Kaku

33 6 0
                                    


Laptop didepan Pelangi masih setia menyala menampilkan hasil pencarian tentang mata pelajaran Fisika. Jangan kira laptop yang dimiliki Pelangi berisi film atau drama yang jika ditonton akan menyebabkan baper berlebihan seperti kebanyakan wanita pada umumnya. Pelangi menggunakan laptop hanya untuk mencari materi pelajaran yang sulit dan tidak bisa dia kerjakan.

Sedari kecil Pelangi sudah dipacu agar selalu mendapatkan nilai yang bagus dan menjadi yang terbaik di kelasnya, pernah sekali nilai Pelangi turun dan dia langsung dimarahi habis habisan juga dihukum tidak boleh keluar kamar selama satu minggu. Pelangi sudah memohon dan menangis didepan ayahnya, namun hanya makian yang ia dapatkan. Sejak itu Pelangi kapok dan tidak mau kejadian itu terulang lagi. Dia berusaha giat untuk selalu menjadi yang terbaik, tanpa sadar semua itu membuat Pelangi tertekan mentalnya.
Usai sudah belajar Pelangi hari ini, dia merebahkan dirinya di kasur. Pandangannya terkunci oleh satu titik, Pelangi bangun mengambil foto yang ada di nakas yang dominan berwarna abu-abu disamping tempat tidurnya.

"Mama" lirih Pelangi.

Tess..

Air mata Pelangi jatuh tanpa bisa dicegah, semakin lama semakin banyak air mata yang jatuh membasahi pipinya. Pelangi menangis sesenggukan, dipeluknya foto seorang wanita yang tampak tersenyum bahagia dengan menggendong seorang anak kecil yang juga terlihat sangat bahagia terbukti dengan keduanya yang tertawa bebas. Pelangi menghapus air matanya kasar.
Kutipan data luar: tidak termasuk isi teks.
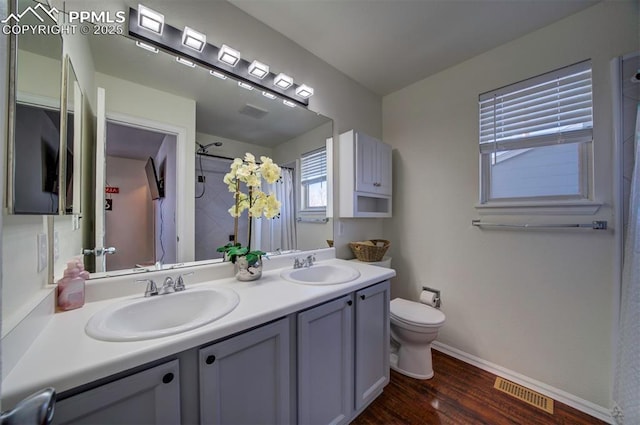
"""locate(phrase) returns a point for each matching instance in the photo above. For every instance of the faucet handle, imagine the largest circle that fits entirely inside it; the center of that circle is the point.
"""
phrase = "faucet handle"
(179, 286)
(152, 288)
(310, 259)
(168, 287)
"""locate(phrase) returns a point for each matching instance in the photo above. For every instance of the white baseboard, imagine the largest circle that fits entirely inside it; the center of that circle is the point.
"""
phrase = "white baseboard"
(564, 397)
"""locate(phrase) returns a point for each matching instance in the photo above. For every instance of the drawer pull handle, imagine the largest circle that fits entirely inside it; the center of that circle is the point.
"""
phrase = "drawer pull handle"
(167, 378)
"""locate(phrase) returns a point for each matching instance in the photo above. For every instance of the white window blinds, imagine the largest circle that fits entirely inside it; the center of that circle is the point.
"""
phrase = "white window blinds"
(313, 166)
(551, 108)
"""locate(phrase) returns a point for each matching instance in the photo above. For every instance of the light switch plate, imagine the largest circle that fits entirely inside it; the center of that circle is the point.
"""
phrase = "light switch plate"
(42, 251)
(56, 246)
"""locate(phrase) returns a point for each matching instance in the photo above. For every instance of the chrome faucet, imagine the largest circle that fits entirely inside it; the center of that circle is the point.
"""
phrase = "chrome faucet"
(168, 287)
(152, 288)
(179, 285)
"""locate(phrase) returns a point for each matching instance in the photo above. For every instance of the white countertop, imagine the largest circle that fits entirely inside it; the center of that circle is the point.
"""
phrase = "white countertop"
(63, 356)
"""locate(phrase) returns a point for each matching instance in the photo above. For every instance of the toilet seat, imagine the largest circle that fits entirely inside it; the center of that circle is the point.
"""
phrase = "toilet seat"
(416, 314)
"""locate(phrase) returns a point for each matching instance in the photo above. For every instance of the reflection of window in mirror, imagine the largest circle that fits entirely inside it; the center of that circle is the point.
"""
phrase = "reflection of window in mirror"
(313, 181)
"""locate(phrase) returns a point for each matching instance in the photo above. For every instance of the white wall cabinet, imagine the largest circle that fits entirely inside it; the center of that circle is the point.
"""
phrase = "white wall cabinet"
(343, 356)
(245, 379)
(148, 397)
(365, 176)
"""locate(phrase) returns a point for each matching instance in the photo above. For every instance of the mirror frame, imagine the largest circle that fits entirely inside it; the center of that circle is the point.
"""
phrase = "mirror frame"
(10, 192)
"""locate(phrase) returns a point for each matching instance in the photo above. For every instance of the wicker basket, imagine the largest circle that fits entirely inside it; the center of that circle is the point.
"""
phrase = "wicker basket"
(369, 253)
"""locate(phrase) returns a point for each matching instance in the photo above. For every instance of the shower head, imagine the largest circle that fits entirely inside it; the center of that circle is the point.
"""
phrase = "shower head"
(203, 148)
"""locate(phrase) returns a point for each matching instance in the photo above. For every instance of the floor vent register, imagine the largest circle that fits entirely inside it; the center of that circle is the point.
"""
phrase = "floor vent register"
(524, 394)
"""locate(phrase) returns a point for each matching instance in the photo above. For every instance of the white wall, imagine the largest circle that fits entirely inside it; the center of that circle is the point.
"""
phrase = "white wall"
(537, 303)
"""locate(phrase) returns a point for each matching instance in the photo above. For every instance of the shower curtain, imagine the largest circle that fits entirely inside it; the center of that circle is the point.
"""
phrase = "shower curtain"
(280, 233)
(626, 392)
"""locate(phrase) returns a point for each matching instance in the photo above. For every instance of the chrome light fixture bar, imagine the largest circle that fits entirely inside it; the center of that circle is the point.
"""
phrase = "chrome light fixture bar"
(218, 74)
(170, 39)
(258, 69)
(193, 39)
(185, 62)
(283, 81)
(150, 20)
(228, 55)
(145, 46)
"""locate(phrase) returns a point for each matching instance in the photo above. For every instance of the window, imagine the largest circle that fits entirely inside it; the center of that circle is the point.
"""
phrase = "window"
(313, 179)
(536, 138)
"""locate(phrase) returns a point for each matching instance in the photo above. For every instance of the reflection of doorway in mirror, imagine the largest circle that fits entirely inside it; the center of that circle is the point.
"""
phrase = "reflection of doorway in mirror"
(142, 229)
(213, 223)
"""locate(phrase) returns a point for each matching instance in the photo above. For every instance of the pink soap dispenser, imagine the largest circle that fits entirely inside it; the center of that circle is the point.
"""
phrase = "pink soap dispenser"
(71, 286)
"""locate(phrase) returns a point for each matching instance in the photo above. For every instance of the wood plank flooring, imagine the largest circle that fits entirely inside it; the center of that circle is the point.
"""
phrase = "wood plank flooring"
(459, 394)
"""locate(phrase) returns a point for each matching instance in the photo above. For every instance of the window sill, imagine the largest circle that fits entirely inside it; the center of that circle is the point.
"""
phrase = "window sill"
(539, 208)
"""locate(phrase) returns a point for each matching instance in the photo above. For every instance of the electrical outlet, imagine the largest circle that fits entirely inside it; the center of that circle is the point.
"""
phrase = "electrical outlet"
(56, 246)
(43, 251)
(75, 222)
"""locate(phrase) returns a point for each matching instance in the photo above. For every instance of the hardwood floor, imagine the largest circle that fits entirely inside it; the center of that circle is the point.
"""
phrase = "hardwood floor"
(459, 394)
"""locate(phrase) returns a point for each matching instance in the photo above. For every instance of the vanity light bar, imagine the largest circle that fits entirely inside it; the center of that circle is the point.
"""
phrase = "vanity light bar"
(283, 81)
(146, 47)
(185, 62)
(218, 74)
(304, 91)
(258, 69)
(193, 39)
(228, 55)
(150, 20)
(148, 27)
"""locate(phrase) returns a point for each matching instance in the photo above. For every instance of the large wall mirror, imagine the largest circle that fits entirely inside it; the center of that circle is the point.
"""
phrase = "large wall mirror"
(36, 156)
(145, 165)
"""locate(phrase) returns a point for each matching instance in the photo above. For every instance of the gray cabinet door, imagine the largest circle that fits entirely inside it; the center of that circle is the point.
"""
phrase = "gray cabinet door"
(148, 397)
(245, 379)
(371, 343)
(325, 363)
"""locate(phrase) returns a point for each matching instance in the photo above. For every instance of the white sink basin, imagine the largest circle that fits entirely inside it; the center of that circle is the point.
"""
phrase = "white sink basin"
(324, 274)
(161, 315)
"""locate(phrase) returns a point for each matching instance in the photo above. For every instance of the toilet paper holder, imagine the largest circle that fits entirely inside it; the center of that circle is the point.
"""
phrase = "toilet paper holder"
(438, 300)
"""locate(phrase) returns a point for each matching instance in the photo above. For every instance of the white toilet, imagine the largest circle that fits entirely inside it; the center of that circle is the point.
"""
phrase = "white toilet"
(414, 326)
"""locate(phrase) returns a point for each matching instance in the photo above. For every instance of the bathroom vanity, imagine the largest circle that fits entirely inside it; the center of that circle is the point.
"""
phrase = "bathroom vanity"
(288, 353)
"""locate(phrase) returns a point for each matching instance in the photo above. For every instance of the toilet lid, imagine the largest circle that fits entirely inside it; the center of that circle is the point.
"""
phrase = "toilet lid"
(416, 313)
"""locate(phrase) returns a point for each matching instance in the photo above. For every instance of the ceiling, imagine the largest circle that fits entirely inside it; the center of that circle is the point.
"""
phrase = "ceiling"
(386, 45)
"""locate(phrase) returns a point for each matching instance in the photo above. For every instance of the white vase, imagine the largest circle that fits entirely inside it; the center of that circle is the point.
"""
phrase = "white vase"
(245, 272)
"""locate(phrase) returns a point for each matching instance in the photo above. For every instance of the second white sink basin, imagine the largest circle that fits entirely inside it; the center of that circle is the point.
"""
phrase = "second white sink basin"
(323, 274)
(161, 315)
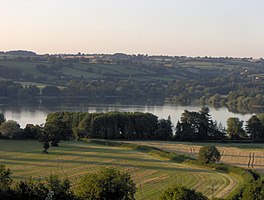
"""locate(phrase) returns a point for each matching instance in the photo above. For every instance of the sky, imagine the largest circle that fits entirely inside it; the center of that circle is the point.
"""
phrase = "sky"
(156, 27)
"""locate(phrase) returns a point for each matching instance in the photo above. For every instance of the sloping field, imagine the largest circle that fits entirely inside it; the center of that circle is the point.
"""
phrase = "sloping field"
(74, 159)
(250, 156)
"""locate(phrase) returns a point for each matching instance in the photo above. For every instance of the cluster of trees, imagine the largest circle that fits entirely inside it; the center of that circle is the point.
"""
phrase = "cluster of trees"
(198, 126)
(112, 125)
(193, 126)
(254, 128)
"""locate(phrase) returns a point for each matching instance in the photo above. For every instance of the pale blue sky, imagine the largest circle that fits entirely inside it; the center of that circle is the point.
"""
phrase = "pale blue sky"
(168, 27)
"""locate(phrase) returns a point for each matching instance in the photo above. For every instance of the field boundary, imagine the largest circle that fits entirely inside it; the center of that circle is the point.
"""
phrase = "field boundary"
(247, 176)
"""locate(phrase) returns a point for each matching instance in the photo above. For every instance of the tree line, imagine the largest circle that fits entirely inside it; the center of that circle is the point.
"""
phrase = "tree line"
(192, 126)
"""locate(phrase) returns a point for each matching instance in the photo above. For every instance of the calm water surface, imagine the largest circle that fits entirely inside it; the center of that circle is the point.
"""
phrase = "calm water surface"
(37, 114)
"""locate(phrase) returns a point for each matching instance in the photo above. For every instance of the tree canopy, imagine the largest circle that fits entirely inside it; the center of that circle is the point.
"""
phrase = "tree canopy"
(108, 184)
(209, 154)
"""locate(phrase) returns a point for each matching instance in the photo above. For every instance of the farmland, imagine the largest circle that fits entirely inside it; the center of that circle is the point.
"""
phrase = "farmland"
(248, 156)
(73, 159)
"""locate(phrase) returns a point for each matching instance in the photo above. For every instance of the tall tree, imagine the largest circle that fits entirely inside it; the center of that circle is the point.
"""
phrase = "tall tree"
(235, 128)
(254, 128)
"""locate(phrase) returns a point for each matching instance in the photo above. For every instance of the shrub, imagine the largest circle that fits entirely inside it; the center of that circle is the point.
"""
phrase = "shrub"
(108, 184)
(209, 154)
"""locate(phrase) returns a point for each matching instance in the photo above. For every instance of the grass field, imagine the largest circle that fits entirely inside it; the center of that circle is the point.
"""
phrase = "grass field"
(74, 159)
(243, 155)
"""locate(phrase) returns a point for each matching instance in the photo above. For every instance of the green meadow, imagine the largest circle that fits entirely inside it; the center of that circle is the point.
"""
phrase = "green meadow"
(73, 159)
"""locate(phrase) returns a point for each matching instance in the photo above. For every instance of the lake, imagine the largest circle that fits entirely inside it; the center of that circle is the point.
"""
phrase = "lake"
(36, 113)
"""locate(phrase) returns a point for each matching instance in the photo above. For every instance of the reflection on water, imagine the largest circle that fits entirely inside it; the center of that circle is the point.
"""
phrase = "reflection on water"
(35, 112)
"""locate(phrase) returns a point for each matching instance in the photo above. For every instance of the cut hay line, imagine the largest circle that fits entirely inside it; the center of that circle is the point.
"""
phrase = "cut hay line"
(75, 159)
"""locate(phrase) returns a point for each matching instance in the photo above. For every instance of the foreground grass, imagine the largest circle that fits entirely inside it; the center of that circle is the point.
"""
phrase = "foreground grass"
(232, 153)
(152, 174)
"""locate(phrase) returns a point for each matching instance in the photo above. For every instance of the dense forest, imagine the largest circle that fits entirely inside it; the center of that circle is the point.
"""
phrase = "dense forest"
(233, 82)
(192, 126)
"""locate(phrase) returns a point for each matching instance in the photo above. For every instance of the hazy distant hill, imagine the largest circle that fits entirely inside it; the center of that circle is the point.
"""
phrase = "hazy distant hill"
(21, 53)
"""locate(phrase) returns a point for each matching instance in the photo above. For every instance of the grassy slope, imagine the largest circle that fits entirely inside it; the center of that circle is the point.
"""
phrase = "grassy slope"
(233, 154)
(73, 159)
(80, 70)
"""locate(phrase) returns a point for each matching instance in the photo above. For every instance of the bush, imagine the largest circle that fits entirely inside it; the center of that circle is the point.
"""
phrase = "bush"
(181, 193)
(254, 191)
(11, 129)
(209, 154)
(108, 184)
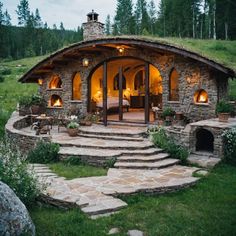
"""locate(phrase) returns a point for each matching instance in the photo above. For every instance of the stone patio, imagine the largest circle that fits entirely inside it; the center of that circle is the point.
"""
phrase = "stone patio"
(97, 196)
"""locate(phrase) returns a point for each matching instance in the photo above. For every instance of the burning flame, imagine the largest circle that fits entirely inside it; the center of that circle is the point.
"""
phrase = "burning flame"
(57, 103)
(202, 98)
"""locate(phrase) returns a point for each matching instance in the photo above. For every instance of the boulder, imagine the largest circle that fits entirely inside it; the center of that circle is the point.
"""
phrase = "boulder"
(14, 217)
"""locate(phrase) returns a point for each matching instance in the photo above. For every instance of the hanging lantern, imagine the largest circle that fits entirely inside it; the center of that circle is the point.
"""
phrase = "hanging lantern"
(85, 62)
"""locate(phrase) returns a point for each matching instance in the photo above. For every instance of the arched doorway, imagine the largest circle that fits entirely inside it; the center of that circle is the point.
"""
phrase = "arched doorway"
(204, 140)
(125, 89)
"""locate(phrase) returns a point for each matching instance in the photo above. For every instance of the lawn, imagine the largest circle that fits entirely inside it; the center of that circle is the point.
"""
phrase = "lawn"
(76, 171)
(209, 208)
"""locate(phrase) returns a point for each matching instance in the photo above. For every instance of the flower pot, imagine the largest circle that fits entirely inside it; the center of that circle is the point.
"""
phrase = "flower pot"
(35, 109)
(179, 116)
(88, 123)
(223, 117)
(23, 111)
(73, 132)
(82, 122)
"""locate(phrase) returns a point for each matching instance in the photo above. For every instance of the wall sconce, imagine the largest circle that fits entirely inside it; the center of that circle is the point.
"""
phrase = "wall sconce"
(85, 62)
(188, 80)
(40, 81)
(121, 50)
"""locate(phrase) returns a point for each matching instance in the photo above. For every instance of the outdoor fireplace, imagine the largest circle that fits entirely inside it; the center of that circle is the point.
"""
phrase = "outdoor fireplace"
(204, 140)
(55, 101)
(201, 96)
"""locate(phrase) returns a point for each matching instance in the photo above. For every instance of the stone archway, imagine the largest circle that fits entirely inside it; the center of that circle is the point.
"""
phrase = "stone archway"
(204, 140)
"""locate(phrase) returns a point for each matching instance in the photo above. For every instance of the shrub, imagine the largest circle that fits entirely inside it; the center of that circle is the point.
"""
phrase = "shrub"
(1, 79)
(168, 111)
(14, 172)
(5, 71)
(43, 153)
(229, 142)
(110, 162)
(73, 125)
(224, 107)
(161, 140)
(25, 101)
(73, 160)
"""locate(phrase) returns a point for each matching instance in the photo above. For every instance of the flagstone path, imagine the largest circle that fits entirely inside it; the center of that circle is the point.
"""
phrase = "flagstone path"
(98, 196)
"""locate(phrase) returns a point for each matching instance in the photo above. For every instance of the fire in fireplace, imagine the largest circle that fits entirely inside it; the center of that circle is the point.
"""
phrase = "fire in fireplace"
(201, 96)
(55, 101)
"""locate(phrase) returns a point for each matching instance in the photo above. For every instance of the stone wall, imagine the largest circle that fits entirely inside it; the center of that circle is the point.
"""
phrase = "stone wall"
(19, 139)
(193, 76)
"Maaf ma Pelangi kelepasan, Pelangi kan ga boleh nangis depan mama, mama apa kabar? Pelangi kangen,Pelangi pengen dipeluk mama, sekarang Pelangi udah besar ma, katanya mama pengen Pelangi jadi anak yang pinter, Pelangi udah pinter kok, coba aja kalau mama ada
disini", Pelangi tersenyum sendu, dia menangis lagi, bahkan semakin parah. Dirinya memeluk kuat foto itu sambil menyandarkan punggungnya di tembok.

Ingatannya berputar beberapa tahun silam, saat dirinya masih ditemani mamanya, kenangan manis yang tersimpan rapi di memori otaknya.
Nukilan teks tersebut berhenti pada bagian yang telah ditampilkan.